What is a PDF?
“Portable Document Format” or PDF is a file format which allows the author to preserve her file in its original form, complete with text, images, and other formatting features. By its nature, PDF is not a file format conducive to editing, but rather for documents intended for final distribution.
This can make doing translations from PDFs complicated despite various types of software and strategies for working around the semi-permanent nature of these files.
Working with PDFs
You may come across either of the two types of PDFs: application-generated and scanned PDFs.
Working with the former type is much less complicated, as the document was originally created with another computer application and then converted. You will be able to extract lines, paragraphs, pages, and entire sections of the document so as to save it as a Word document.
If you receive a scanned PDF, your work becomes more complicated, as these are images and therefore cannot be edited. You can purchase OCR (optical character recognition) software such as ABBYY FineReader, Textbridge, or ReadIris which will read the image and then convert it into text.

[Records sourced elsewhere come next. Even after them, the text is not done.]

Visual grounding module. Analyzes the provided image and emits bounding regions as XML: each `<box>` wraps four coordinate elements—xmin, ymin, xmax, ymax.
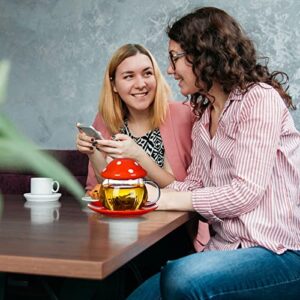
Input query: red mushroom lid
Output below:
<box><xmin>101</xmin><ymin>158</ymin><xmax>147</xmax><ymax>180</ymax></box>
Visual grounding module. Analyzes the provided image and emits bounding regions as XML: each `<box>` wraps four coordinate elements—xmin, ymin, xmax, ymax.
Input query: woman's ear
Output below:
<box><xmin>111</xmin><ymin>81</ymin><xmax>118</xmax><ymax>93</ymax></box>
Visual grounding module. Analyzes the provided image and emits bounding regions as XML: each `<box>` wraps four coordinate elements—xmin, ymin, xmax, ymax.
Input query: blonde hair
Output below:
<box><xmin>99</xmin><ymin>44</ymin><xmax>171</xmax><ymax>134</ymax></box>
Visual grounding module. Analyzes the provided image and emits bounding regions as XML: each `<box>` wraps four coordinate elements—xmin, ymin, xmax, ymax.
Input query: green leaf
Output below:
<box><xmin>0</xmin><ymin>61</ymin><xmax>10</xmax><ymax>104</ymax></box>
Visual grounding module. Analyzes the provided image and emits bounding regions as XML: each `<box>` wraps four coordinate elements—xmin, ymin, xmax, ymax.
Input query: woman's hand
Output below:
<box><xmin>96</xmin><ymin>133</ymin><xmax>144</xmax><ymax>160</ymax></box>
<box><xmin>76</xmin><ymin>132</ymin><xmax>95</xmax><ymax>155</ymax></box>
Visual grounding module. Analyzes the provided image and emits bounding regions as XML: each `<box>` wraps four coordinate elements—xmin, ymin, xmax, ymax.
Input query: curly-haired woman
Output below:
<box><xmin>129</xmin><ymin>7</ymin><xmax>300</xmax><ymax>300</ymax></box>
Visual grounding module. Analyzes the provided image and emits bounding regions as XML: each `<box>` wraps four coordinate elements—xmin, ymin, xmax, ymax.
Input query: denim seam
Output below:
<box><xmin>206</xmin><ymin>277</ymin><xmax>300</xmax><ymax>299</ymax></box>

Whether you are working from application-generated or scanned PDFs, preserving the formatting of the original document is a challenge, especially if the document is rich in images and tables. Once you either extract or convert text, you will be able to manipulate the Word or Rich Text document so as to match the formatting of the PDF, but this is time consuming and not very feasible, especially if your contract with the client doesn’t reflect the extra time and effort necessary to return a perfectly formatted finished document.
If it’s important to your client that you produce a translation formatted exactly as the original was, request that they send the source files rather than a PDF. This will ensure that you are able to efficiently provide the client with a well-formatted translation.
You can then convert the finished document into a PDF for the client or return the Word or Rich Text document to them so that their graphic designers can lay out and format the piece as they wish.